Thompson sampling @59:00
The use of notation at 23:00 is confusing for me
It seems there were some contents presented after 1:20:30.
great teacher...
in the PI acquisition function, the Phi function has the variance as the denominator. So to maximise Phi(x), mean needs to increase and variance need to decrease right? But the explanation in 40.31 the prof says high variance is needed since we are trying to maximise the area under the curve. Can someone clear this to me and show a way to connect the equation with the graph explanation please.
Nirandika Wanigasekara There's an error in the slides, which is that the probability for a right-tail should be 1 - the CDF. This corresponds to wanting the CDF to be close to zero, i.e., mean close to (mu^+ + epsilon) and variance as large as possible.
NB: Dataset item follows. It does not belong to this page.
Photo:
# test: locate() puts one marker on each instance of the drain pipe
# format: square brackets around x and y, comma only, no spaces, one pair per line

+Dustin Tran +Nirandika Wanigasekara I believe the equation is correct as 1-CDF(x) = CDF(-x) for Gaussian distribution. Higher variance is justified as long as mu(x) is less than (mu^+ + eps), but a lower variance might be preferred when mu(x) > (mu^+ + eps) which is counterintuitive.
Awesome!!!
Hello, professor Nando, I have som questions about the smoke simulation auto optimization.Since Bayesian optimization is about better places at next round, I see user can choose many places, so I think it should be many good candidates, and also,
the objective function is what is still not clear, in user's mind? So you mean we using Bayesian optimization to approach the function in user's mind? And also, I check main open-source library out there, optunity seems quite nice and have a very easier api for end user like me. It suggest using Particle Swarm Optimization or Tree-structured Parzen Estimator to optimize,so can PSO and TPE also can do things like in the video, let user choose many candidate? Is it possbile? Thanks
Professor de Freitas has neat paper on this very topic. Do yourself a favor and grab the pdf at arXiv:1012.2599
thanks for sharing!
Thanks!
Good to know slot machines always pay out the same amount and there's no variability.
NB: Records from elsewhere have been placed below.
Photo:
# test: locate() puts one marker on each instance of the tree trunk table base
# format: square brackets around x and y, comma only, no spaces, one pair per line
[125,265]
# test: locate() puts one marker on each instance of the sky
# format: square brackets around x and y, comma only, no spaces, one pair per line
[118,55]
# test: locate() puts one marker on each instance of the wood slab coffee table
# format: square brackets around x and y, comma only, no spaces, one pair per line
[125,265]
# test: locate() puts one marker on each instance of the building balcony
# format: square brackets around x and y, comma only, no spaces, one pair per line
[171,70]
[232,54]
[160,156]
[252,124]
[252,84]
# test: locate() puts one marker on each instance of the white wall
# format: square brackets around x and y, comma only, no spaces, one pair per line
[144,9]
I am becoming smarter ...muahaha
Tutorial en castellano de optimizacion bayesiana, por si a alguien le interesa: ua-cam.com/video/nNRGOfneMdA/v-deo.html
i dont understand those plots. they dont look lie Gaussians at all.
Always-Stay-Positive Actually, they aren’t supposed to be! The Gaussian process induces a gaussian prior over all possible functions. What’s being plotted is the mean function (the function that gives the mean at a particular point). Does that make sense?